Las penalizaciones por demora se aplican a los contenedores cargados que permanecen en el puerto más allá del período libre de estadía, que suele ser de cuatro días. Y los cargos por detención se imputan a los contenedores que están en manos del importador más tiempo del establecido, por lo que esté último tiene que darse prisa en devolver el contenedor vacío para no incurrir en la multa. Samsung sostiene que ZIM “incumplió de manera repetida y durante mucho tiempo con los acuerdos de transporte en el interior del país, alegando escasez de camiones y chasis, la congestión portuaria y los problemas climáticos”, recoge The Loadstar. El gigante asiático también afirma que la naviera israelí le facturó recargos por detención y demora por contenedores que no contenían su carga.

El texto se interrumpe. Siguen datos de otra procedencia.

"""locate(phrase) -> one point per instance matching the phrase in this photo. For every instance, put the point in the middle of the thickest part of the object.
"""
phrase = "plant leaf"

“Se abandonarán cláusulas draconianas que los navieros lograron insertar en muchos contratos”
Bjorn Vang Jensen Vicepresidente de la consultora Sea-Intelligence

En relación con estos pleitos, el vicepresidente de la consultora Sea-Intelligence, Bjorn Vang Jensen, que ha desarrollado parte de su carrera profesional en Electrolux y Maersk, asegura que el goteo de demandas ante la Comisión Federal Marítima de EEUU puede convertirse “en una avalancha” debido a “la rabia que acumulan los cargadores”. En su opinión, “la reducción de tarifas no será suficiente para algunos propietarios de la carga”. En la actual coyuntura, en un mercado con los fletes en caída libre, el analista considera que “se irán abandonando esas cláusulas a menudo draconianas que los navieros lograron insertar en muchos contratos cuando los cargadores no tenían otra opción”. Concluye que “dejar caer estas cláusulas no será una píldora fácil de tragar para los armadores”.

En 2021, las navieras de transporte regular de contenedores registraron los mayores beneficios de su historia, pero también se ganaron una mala reputación ante los cargadores por su escasa fiabilidad. Son muchas las organizaciones de cargadores que se han dirigido a los reguladores comunitarios e internacionales para alertar sobre el comportamiento de los armadores en los últimos dos años. La Global Shippers’ Alliance (GSA), en un reciente manifiesto, reclama que los términos de los contratos deberían ser “equilibrados” y que la imposición de recargos debe “limitarse a acontecimientos externos, temporales e imprevisibles”. También defienden que “las penalizaciones por demora y detención tienen que estar debidamente justificadas y, en particular, no deben de aplicarse cuando la navegación fuera del calendario establecido exceda un tiempo razonable”.